- Directed by: Khaled Ridgeway
- Written by: Khaled Ridgeway
- Produced by: Datari Turner James J. Yi Meagan Good
- Starring: Lamorne Morris Jackie Earle Haley Haley Joel Osment Alisha Wainwright
- Production company: Datari Turner Productions
- Distributed by: Vertical Entertainment
- Release dates: August 2020 (American Black Film Festival); December 3, 2021;
- Running time: 88 minutes
- Country: United States
- Language: English

= Death of a Telemarketer =

Death of a Telemarketer is a 2020 American thriller comedy-drama film written and directed by Khaled Ridgeway and starring Lamorne Morris, Jackie Earle Haley, Haley Joel Osment and Alisha Wainwright. It is Ridgeway's feature directorial debut.

==Plot==
A fast-talking telemarketer finds himself at the mercy of a man he tried to swindle.

==Cast==
- Lamorne Morris as Kasey Miller
- Jackie Earle Haley as Asa Ellenbogen
- Haley Joel Osment as Jim/Dean
- Alisha Wainwright as Christine
- Woody McClain as Barry
- Matt McGorry as Andy
- Gil Ozeri as Justin
- Sujata Day as Shelly
- David So as Rick
- Ian Verdun as Officer Brian Gerard
- Gwen Gottlieb as Liz
- Starletta DuPois as Mrs. Gordon

==Production==
Filming began in Los Angeles in September 2019.

==Release==
The film premiered at the 2020 American Black Film Festival and later showed at the 2020 Austin Film Festival in 2020.

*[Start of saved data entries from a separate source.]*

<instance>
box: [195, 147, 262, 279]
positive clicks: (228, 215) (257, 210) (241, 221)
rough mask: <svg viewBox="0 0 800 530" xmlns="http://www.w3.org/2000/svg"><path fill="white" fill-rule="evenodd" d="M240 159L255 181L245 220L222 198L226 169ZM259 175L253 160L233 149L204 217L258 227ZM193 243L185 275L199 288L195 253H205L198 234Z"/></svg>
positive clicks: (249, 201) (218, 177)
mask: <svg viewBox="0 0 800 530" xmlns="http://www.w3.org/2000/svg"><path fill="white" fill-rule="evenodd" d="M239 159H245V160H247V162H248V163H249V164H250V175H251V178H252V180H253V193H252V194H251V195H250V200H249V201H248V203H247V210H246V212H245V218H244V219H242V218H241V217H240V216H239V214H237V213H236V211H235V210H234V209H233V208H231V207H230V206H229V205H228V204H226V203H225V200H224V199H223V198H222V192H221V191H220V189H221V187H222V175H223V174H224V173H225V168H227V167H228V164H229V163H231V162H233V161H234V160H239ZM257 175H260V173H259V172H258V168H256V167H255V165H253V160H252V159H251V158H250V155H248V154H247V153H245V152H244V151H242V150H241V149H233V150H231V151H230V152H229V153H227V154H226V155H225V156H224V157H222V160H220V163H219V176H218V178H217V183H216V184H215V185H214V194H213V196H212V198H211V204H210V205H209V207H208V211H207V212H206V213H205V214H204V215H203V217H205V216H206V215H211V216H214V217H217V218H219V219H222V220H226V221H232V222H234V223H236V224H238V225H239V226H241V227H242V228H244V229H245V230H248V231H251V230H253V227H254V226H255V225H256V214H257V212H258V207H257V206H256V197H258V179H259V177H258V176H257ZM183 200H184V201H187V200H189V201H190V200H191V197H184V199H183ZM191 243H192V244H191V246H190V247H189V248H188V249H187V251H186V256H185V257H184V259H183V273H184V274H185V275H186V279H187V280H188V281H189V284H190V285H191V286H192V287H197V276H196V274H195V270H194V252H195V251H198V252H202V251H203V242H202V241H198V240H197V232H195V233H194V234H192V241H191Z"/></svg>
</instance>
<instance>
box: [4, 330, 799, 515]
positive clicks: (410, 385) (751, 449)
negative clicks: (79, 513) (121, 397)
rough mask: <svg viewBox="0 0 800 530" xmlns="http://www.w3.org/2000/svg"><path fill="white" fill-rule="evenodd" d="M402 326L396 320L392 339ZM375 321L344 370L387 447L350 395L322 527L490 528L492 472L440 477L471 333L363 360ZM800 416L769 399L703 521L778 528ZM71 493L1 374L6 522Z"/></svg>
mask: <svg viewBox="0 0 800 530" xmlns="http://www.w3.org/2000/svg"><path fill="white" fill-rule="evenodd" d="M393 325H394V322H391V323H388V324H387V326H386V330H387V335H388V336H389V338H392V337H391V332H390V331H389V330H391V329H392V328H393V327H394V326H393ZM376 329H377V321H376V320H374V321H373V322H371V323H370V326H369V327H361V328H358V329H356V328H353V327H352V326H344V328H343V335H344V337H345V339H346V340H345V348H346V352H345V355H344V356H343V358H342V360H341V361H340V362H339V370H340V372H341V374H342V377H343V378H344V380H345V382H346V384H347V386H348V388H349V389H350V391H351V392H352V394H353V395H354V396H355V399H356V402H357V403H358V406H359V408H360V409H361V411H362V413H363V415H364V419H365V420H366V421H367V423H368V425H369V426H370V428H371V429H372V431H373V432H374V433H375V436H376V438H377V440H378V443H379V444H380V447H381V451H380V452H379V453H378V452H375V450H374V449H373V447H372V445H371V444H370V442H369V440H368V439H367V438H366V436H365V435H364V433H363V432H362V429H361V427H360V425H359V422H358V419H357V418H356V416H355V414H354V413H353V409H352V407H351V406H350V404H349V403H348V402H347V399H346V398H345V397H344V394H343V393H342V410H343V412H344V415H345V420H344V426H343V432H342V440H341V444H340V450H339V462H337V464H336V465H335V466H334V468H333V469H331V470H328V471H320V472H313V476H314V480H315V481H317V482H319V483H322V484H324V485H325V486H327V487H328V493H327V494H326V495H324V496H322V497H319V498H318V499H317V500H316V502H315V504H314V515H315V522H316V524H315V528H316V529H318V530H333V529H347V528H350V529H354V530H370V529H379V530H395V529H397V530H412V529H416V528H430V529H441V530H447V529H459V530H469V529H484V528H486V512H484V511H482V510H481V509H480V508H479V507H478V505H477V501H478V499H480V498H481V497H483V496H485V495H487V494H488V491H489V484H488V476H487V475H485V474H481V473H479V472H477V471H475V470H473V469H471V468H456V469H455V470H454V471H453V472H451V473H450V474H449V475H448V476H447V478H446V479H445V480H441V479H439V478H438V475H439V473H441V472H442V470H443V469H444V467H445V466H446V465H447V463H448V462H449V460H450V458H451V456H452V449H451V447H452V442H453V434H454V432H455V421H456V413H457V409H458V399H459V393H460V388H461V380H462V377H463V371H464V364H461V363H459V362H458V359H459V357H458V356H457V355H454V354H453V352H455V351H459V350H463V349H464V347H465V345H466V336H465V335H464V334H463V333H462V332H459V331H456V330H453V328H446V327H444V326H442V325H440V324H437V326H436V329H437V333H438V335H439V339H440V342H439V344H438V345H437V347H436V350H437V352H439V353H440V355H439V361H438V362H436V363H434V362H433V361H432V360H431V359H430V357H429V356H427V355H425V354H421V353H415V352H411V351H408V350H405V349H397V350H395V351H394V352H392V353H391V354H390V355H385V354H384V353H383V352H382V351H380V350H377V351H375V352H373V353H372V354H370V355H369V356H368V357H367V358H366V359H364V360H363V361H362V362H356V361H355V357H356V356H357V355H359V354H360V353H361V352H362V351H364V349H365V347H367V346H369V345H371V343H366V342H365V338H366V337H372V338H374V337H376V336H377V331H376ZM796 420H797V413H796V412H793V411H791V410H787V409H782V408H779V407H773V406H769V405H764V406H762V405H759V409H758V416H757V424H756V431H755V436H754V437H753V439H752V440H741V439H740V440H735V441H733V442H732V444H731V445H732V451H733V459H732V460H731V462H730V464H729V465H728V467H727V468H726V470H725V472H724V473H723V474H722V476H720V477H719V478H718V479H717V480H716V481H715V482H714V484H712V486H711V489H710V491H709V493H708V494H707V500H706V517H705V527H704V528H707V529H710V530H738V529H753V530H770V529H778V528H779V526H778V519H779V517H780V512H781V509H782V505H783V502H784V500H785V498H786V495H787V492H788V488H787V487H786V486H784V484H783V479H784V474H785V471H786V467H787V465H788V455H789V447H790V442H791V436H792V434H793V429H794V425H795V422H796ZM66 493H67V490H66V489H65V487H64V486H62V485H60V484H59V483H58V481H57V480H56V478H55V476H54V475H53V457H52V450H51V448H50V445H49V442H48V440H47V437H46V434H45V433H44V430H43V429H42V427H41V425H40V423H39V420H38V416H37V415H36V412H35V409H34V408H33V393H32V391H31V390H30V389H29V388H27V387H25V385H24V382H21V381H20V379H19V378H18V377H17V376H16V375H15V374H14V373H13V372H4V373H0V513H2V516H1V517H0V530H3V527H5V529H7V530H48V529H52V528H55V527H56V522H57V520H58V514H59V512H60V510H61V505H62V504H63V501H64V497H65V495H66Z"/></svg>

In October 2021, it was announced that Sony Pictures Worldwide Acquisitions acquired global rights to the film.

The film was released in theaters and On Demand on December 3, 2021.

==Reception==
The film has a 20% rating on Rotten Tomatoes based on 10 reviews, with an average rating of 4.6/10.

==Awards==
The film won the Fan Favorite Film Award at the 2020 American Black Film Festival.

The film also won the best feature award at the 2021 Martha's Vineyard African American Film Festival.